The second aspect of the invention relates to a gel polymer electrolyte formed by in situ polymerization of a composition as defined herein and herein context, in particular by thermally initiated in situ polymerization.

It is known that in situ polymerization techniques allow more efficient penetration of liquid precursors into porous electrodes and separators, improving the interfacial contact between electrolyte, separator, positive electrode and flat Li negative electrode, and thus improving electrochemical performance, compared to free-standing GPE based systems. This effect is also foreseeable for gel polymer electrolytes based on liquid precursors having viscosities close to conventional liquid electrolytes, but is not a priori expected in more viscous precursors such as the compositions of the present invention for preparing gel polymer electrolytes.

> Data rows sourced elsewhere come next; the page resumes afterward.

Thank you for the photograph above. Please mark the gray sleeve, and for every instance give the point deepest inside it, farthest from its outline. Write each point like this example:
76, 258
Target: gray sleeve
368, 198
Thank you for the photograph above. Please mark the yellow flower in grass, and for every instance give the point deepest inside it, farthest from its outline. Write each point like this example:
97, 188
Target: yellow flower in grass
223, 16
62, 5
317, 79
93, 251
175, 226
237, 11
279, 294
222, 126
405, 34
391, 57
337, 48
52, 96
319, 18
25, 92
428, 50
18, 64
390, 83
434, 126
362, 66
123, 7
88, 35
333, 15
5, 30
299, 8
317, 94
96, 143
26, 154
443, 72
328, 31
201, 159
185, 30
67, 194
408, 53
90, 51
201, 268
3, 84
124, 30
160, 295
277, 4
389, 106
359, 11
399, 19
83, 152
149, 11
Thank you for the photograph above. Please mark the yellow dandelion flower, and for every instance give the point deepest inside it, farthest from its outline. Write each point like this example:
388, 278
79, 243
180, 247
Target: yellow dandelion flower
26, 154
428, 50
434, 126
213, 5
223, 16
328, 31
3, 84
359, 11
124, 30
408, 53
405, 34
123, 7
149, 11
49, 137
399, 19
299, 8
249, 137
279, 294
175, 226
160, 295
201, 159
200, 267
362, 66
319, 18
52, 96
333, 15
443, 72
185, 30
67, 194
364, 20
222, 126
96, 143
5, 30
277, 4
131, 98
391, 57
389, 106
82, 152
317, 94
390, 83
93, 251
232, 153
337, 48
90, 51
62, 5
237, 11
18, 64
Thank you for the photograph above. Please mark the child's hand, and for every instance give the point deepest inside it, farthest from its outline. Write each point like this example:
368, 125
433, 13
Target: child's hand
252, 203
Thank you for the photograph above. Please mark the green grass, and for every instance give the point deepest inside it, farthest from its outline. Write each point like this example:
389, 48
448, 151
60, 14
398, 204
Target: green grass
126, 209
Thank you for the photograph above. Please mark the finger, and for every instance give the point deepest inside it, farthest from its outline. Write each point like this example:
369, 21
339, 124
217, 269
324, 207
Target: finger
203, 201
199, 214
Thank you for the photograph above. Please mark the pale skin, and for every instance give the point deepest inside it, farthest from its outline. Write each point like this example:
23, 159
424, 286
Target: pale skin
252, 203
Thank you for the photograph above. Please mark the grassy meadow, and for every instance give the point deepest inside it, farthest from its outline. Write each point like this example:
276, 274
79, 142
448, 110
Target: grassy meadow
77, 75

A third aspect of the invention relates to a lithium metal secondary battery, comprising:

The positive electrode is provided with a positive electrode,

-A negative electrode, which is provided with a negative electrode,

-A separator between the positive electrode and the negative electrode, and

-A gel polymer electrolyte as defined in the context of this document.

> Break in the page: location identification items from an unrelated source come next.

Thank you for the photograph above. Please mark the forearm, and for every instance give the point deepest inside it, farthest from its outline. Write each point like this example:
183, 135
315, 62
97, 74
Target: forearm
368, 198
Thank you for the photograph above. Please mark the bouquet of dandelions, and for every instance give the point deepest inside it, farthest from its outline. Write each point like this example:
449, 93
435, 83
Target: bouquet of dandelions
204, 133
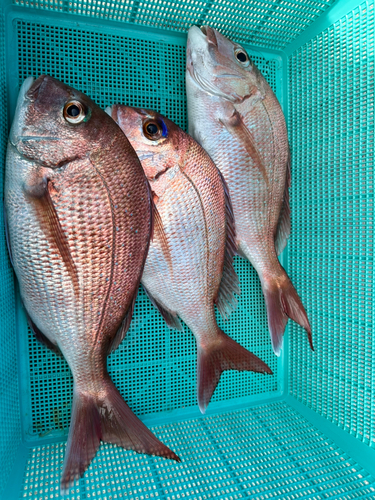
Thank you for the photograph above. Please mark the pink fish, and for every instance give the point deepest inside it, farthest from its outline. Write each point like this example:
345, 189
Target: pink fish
79, 214
234, 114
189, 266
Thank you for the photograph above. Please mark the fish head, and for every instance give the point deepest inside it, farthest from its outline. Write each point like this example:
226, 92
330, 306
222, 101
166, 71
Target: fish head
157, 141
54, 123
219, 66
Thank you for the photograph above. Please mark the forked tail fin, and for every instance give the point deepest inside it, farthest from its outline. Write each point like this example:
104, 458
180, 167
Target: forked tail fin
283, 302
109, 419
222, 354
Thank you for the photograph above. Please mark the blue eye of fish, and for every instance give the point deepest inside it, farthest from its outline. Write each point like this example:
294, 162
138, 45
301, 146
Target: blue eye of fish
164, 128
73, 111
241, 56
152, 128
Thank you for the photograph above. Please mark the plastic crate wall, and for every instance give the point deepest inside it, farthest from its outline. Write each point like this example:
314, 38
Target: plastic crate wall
154, 368
331, 251
269, 23
9, 395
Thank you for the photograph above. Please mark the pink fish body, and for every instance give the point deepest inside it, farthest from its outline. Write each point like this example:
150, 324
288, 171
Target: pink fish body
235, 116
189, 266
79, 217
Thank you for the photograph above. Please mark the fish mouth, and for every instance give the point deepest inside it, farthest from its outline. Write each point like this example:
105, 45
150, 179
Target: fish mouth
109, 110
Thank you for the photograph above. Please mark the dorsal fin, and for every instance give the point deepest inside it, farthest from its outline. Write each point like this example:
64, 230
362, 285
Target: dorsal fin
170, 317
226, 301
41, 337
283, 226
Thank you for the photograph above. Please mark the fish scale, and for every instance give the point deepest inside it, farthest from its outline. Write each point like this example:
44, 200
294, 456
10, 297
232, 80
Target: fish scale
189, 267
235, 116
79, 216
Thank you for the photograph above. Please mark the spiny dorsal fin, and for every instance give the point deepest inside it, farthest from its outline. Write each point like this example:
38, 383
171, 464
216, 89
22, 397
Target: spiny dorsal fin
226, 301
283, 226
170, 317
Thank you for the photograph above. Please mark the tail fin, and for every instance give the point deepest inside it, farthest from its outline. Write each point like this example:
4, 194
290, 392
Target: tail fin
283, 302
222, 354
108, 419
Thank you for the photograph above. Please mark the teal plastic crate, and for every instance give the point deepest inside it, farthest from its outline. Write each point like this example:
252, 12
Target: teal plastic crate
306, 432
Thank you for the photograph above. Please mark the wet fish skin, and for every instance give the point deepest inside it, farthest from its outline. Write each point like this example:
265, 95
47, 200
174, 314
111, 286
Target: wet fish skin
234, 114
79, 217
189, 266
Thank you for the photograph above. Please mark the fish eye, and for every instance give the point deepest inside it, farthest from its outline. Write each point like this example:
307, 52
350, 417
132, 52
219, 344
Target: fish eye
242, 57
152, 130
74, 112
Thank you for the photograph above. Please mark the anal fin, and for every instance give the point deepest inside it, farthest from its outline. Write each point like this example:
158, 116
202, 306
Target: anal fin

Surprisingly, it can be seen from the examples and comparative examples that batteries comprising GPE as defined in the present disclosure show surprisingly good electrochemical performance.

Drawings

FIG. 1 shows electrochemical performance in terms of discharge capacity (Q, mAh/g _NMC) and number of cycles (N) (cycle conditions: 3.0-4.3V,0.25C/1C,100% depth of discharge (DOD), 60 ℃) of Li-NMC622 coin cells (Table 2 of example 2) containing a reference Liquid Electrolyte (LE) (comparative example 1) or LE of comparative examples 1-6.

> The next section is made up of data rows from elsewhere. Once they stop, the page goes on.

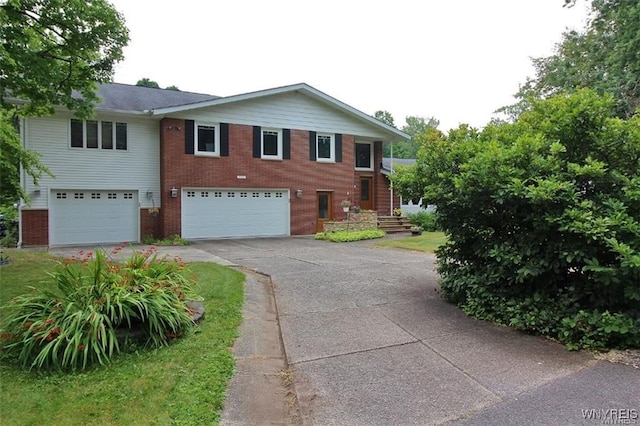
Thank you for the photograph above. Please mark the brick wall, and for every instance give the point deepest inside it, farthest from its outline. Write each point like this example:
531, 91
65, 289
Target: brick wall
35, 227
179, 170
149, 225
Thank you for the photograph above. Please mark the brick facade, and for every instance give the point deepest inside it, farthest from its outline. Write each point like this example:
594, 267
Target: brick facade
35, 228
149, 225
178, 170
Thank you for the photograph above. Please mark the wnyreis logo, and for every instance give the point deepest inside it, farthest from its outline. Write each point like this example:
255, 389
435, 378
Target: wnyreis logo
612, 416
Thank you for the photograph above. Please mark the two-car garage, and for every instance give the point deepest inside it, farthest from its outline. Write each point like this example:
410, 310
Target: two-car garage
226, 213
93, 216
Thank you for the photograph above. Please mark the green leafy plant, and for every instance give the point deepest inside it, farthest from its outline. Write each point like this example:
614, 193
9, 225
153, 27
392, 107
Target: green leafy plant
542, 218
343, 236
97, 302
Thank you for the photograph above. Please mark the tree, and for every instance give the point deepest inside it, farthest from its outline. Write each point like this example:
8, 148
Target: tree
385, 117
543, 219
604, 58
414, 127
52, 52
145, 82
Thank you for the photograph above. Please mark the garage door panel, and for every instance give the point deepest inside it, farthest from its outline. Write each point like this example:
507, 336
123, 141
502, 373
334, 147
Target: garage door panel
89, 217
220, 213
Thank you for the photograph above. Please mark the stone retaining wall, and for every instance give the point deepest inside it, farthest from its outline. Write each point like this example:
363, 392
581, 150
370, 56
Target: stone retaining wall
355, 222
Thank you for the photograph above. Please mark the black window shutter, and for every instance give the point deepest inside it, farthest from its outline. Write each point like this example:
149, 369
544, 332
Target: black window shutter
338, 147
189, 126
257, 141
286, 144
224, 139
312, 146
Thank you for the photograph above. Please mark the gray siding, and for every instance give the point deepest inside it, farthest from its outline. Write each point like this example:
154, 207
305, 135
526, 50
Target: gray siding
137, 169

FIG. 2 shows electrochemical performance in terms of discharge capacity (Q, mAh/g _NMC) and cycle number (N) (cycle conditions of Table 1: 3.0-4.3V,0.33C/0.33D,100% DOD,25 ℃) of Li-NMC622 coin cells (Table 3 of example 2) obtained from the reference GPE composition (comparative example 1), the electrolyte compositions of examples 1 to 4 or the electrolyte composition of comparative example 7.

Fig. 3 shows the number of cycles (N) at 80% discharge Capacity Retention (CR) for Li-NMC622 coin cells (table 3 of example 2) obtained from the reference GPE composition (comparative example 1), the electrolyte compositions of examples 1 to 4 or the electrolyte composition of comparative example 7.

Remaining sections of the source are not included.